Still, if any of these allegations are admitted to or proven true in a court of law, it will solidify one thing: Curry is the human equivalent of canine feces. Yes, we’re calling him dog crap. He can take his 2:38 of game action this entire season and shove it. Or maybe Kuchinsky can do that for him. He might like that.
There was more NBA news, but alas, it was much less inflammatory, degrading or insulting. Still, it was pretty entertaining. Following a second-straight win over Toronto, snapping the team’s previous elongated losing skid in the process, Celtics center Kevin Garnett felt comfortable enough to loosen up in a postgame presser and go Christopher Reeve on everyone. Here’s the video:
Is it just us, or does Paul Pierce always seem like KG’s red-headed step-cousin in the interview room? Garnett steals the stage even when he’s trying to deflect praise, all of which makes the dual-mic pressers even more awkward, and more entertaining in the process.
Also, if you haven’t seen him play yet this year, now might be a good time to check out Oklahoma’s Blake Griffin. Here’s a lowdown of what he does well: Everything inside the three-point line. Here’s what he does poorly: select earphones. Did anyone see the earbuds he was using during a pre-game shootaround before Monday night’s win over rival Texas, a victory which snapped a six-game Oklahoma hoops losing streak against the Longhorns? They were either A) really old iPod earbuds or B) ripoffs of iPod earbuds. We couldn’t see “COBY” on them, but they had all the tell-tale signs. What, he can’t afford any Bose or Sony in-ear headphones? And what about the Nike ‘phones that are allegedly “designed for athletics”. Nike sponsors OU and they won’t comp a future top-10 pick a pair of headphones?
(Hmmm.
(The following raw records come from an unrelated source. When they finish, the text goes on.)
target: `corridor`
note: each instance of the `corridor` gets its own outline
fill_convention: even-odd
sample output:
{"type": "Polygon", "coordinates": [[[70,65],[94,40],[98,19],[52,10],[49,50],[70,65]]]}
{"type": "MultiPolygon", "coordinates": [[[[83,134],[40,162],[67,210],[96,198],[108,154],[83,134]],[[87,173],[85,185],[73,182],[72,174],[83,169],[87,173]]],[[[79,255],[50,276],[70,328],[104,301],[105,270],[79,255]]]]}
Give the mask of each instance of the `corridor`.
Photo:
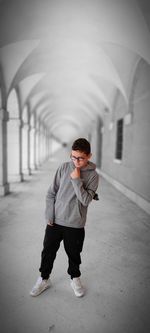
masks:
{"type": "Polygon", "coordinates": [[[149,254],[150,1],[0,0],[1,332],[149,333],[149,254]],[[46,192],[77,138],[100,174],[86,293],[74,296],[61,244],[33,298],[46,192]]]}
{"type": "Polygon", "coordinates": [[[102,177],[100,200],[89,207],[82,253],[85,296],[73,294],[63,245],[51,288],[29,295],[38,277],[46,191],[67,159],[61,149],[1,199],[1,332],[149,333],[149,216],[102,177]]]}

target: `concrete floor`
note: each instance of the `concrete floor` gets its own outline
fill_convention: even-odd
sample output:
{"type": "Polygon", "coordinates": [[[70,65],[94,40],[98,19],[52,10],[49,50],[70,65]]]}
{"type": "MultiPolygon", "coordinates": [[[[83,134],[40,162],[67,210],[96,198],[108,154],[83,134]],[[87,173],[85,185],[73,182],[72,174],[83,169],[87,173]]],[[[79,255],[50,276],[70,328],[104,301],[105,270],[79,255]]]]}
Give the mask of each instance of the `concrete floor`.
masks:
{"type": "Polygon", "coordinates": [[[150,216],[104,179],[89,207],[82,253],[86,295],[76,298],[63,245],[52,287],[33,298],[45,230],[45,195],[59,161],[49,161],[0,199],[2,333],[149,333],[150,216]]]}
Blake Griffin. Think he’s from Quahog, R.I.?)
You know all those horrible chick flicks they put out with a hot actress — say, Kate Hudson — who is torn between two perfectly affable potential lovers and friends? Well, in this one, the two guys are played by PGA stud Adam Scott on Alex Rodriguez. Oh, and it’s actually happening.
Remember the old codger of a Hall of Fame voter in Tuscon who openly forgot to vote for Rickey Henderson? Well, ol’ Corky Simpson is taking out his frustration on the interwebs. We’d give you his home address and email if we had it … so come back soon. We should have it by lunch (gotta love the interwebs, even if Corky doesn’t).
There is no way Ed Rendell will ever win another election in Pennsylvania; he just simultaneously jinxed both the Steelers and Eagles with one, ferociously stupid blow.
Rendell might get off easy if it’s really snowy in Pittsburgh and the Ravens slog out a gross game. That’s more than you can say for the Spanish soccer fans in the video below.
There have been plenty of self-assured hurrahs about the Colts’ new coach after Tony Dungy’s retirement, with Jim Caldwell lauded as the perfect replacement waiting in the wings. Well, did anyone think to check out his record at his last stop? SHUTDOWN CORNER did. Guess what: It isn’t pretty.